Ballinspittle was not mentioned. But the moving statues were back to haunt us from the dismal '80s, when floating alabaster provided the only cheer; unless you were one of those who had spirited your funds away in a bogus non-resident account.
The statues provided a consistent metaphor for the chairman of the Public Accounts Committee, Mr Jim Mitchell, who is examining the mysterious movements of a more mundane substance, money, and the even more mysterious addresses of certain so-called non-resident account holders.
Those assembled yesterday to testify told us that to open a non-resident account, you could eavesdrop at cattle marts and pubs, where such was "a matter of common discourse", according to Mr Maurice Doyle, former secretary of the Department of Finance.
Much as the moving statues phenomenon, it was basically a rural problem, he said.
Pat Rabbitte specified: you could try Raphoe or Swinford, or perhaps Miltown Malbay, or even Castleisland. But he could not understand why the Dortmund dentist or the retired colonel in Dorset with cash to deposit would seek out Swinford.
They would not, Mr Doyle replied, unless they were Irish.
And the government of 1983 had paved the way, he went on. They had sent "a clear pellucid signal" to the Department of Finance and Revenue that non-resident accounts were fine without affidavits signed by their owners.

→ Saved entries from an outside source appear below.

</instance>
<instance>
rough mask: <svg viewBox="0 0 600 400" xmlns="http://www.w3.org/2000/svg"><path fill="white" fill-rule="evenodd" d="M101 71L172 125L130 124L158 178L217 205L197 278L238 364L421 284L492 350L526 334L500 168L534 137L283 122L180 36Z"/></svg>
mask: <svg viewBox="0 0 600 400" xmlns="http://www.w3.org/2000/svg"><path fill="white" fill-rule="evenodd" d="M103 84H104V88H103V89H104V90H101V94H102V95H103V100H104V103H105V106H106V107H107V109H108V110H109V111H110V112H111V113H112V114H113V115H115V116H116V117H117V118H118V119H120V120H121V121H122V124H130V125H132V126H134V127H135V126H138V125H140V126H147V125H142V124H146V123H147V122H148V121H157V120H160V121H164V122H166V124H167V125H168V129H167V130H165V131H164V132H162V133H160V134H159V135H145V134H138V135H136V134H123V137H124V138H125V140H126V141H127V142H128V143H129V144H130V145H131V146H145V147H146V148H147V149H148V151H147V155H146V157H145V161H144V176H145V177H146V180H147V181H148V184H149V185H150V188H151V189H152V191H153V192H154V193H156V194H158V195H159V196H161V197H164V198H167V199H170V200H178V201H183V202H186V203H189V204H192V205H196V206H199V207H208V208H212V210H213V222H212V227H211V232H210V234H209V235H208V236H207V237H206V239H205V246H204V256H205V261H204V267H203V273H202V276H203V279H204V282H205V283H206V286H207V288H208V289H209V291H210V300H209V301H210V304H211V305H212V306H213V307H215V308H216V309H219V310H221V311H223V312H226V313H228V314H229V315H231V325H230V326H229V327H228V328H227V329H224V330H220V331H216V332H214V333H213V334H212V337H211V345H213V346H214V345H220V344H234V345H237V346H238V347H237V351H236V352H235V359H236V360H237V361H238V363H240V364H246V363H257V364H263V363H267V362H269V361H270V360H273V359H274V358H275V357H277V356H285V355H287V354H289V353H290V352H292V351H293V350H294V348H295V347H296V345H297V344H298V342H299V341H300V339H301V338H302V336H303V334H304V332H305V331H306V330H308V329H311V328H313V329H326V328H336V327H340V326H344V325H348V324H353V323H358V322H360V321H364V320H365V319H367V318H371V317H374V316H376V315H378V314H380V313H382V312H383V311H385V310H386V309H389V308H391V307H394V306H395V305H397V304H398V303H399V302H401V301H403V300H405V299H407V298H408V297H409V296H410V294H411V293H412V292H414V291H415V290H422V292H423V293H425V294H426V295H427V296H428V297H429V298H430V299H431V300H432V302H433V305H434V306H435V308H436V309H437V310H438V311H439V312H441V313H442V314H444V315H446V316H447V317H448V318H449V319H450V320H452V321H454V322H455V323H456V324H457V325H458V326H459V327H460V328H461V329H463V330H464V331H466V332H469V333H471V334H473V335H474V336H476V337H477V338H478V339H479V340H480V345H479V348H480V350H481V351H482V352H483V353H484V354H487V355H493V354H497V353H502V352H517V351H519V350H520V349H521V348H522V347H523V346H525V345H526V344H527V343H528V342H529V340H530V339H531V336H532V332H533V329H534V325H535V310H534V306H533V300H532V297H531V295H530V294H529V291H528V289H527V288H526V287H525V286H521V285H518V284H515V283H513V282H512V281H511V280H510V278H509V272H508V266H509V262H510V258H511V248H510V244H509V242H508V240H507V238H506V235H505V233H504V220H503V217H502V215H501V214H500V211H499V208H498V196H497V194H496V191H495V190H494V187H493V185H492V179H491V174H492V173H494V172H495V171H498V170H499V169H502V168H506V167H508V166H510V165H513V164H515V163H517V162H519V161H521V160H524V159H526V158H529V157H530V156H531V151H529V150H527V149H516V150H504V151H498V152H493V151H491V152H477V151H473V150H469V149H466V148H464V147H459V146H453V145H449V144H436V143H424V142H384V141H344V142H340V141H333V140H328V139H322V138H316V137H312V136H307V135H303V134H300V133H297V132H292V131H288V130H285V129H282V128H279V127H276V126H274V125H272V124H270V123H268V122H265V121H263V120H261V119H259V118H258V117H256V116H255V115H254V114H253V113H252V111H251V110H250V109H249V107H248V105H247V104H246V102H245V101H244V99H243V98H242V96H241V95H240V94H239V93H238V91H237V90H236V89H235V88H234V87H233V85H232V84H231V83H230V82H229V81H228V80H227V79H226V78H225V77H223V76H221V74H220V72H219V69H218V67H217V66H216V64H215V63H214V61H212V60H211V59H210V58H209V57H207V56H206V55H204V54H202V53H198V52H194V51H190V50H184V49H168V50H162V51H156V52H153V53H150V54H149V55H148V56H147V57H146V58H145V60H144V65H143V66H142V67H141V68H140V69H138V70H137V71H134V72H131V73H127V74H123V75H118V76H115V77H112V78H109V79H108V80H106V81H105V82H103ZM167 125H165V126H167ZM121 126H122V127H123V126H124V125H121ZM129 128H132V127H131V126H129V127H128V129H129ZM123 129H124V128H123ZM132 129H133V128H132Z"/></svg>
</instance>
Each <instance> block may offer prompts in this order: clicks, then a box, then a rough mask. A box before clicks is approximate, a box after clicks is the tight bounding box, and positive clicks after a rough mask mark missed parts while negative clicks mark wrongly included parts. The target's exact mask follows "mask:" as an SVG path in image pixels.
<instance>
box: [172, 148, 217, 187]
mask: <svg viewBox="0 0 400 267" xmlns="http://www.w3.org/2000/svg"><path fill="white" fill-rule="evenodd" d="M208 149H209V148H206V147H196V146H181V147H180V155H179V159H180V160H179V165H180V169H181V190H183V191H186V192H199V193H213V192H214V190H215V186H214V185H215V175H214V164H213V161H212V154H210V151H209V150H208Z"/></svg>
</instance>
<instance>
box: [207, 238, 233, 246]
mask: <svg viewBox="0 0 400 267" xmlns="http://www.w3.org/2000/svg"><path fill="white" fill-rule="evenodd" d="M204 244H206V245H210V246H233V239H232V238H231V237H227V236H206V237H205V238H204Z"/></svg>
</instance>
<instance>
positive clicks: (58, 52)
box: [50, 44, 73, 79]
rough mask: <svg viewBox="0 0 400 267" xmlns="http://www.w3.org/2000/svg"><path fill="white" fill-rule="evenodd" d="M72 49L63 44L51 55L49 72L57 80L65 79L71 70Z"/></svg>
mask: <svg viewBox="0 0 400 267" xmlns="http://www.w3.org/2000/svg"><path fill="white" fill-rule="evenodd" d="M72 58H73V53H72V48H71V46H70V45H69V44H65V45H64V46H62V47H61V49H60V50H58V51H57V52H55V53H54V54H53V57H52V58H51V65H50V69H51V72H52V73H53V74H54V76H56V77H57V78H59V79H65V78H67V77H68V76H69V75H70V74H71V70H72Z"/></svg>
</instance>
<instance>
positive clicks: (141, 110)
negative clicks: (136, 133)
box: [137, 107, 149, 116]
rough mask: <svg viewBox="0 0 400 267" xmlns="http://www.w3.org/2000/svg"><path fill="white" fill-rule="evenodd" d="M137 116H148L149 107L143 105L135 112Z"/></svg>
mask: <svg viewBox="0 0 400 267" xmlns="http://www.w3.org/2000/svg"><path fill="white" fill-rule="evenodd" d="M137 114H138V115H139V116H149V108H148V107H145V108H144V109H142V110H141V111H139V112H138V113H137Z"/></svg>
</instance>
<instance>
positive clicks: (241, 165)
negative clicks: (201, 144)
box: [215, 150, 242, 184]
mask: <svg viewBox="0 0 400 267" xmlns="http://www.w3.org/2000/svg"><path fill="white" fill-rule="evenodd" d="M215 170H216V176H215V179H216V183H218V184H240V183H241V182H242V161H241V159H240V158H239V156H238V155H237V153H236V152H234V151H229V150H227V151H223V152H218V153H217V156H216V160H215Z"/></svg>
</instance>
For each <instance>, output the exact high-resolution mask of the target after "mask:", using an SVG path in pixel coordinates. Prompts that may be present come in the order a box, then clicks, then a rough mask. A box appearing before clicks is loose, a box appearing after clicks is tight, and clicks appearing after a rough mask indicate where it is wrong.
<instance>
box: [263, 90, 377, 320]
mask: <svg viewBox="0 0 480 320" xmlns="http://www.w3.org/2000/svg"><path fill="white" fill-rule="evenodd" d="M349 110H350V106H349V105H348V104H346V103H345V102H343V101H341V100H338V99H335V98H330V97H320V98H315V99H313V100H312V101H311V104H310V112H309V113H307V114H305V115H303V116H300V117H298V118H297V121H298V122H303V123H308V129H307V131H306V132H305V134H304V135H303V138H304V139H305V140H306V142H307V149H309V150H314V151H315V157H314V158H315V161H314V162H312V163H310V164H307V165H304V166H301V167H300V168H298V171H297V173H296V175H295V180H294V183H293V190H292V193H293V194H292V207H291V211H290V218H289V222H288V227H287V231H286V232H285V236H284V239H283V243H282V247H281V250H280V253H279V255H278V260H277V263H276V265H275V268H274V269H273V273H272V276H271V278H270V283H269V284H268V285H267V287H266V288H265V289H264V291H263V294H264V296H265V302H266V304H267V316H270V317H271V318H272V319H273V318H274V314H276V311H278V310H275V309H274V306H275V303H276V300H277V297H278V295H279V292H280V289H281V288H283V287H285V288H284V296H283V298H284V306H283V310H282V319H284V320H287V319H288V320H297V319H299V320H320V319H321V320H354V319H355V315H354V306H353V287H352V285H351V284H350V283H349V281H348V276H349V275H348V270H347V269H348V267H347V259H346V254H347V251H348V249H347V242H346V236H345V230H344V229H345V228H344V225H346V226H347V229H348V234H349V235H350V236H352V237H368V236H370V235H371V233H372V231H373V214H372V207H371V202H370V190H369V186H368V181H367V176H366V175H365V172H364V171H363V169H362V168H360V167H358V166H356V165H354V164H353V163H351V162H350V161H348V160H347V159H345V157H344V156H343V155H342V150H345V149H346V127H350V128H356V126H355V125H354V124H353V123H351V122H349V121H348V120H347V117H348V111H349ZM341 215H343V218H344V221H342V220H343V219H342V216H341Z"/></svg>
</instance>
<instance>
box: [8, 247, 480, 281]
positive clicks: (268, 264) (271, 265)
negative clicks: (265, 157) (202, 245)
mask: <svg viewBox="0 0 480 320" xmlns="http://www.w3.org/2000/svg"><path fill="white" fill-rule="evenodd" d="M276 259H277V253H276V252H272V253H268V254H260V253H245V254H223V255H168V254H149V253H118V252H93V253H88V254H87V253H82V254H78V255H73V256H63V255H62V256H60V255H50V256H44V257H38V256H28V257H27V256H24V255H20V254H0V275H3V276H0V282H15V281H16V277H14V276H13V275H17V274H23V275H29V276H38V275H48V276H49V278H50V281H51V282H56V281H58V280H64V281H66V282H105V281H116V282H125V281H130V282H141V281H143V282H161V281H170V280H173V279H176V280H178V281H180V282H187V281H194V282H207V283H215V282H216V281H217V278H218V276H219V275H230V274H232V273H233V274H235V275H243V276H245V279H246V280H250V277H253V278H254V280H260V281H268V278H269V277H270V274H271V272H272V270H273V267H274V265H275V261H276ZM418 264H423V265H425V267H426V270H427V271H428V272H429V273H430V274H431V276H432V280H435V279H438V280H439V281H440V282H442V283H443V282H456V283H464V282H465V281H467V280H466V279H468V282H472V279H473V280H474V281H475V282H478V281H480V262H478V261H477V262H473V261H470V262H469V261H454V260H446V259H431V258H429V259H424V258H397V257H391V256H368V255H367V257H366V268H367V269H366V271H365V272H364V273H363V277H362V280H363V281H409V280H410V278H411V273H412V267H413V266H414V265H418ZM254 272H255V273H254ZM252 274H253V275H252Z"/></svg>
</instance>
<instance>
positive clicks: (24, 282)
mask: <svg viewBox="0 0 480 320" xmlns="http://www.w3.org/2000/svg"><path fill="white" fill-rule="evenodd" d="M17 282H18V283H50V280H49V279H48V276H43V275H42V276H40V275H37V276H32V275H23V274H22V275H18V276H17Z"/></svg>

There were other ghostly reminders of the past, such as the feared spectre of "flight of capital", and the "black hole" that swallowed up the money which had left the country: "and nobody seemed to be quite sure where exactly it was going, or who was taking it out or what, in fact, was the total quantum of it".
But you could still find "the publican, the farmer, the baker, the candlestick maker" who had paid their taxes.
Had they all been suffering from inertia, asked Mr Sean Doherty. The chief executive of the National Treasury Management Agency, Dr Michael Somers, replied that inertia was a significant factor in the way people managed their finances.
Except for the movers among us, of course, who long ago tidied up theirs in the knowledge that the State was in worse shape than what Mr Doyle called the "basket-case economies" of Brazilian and Poland.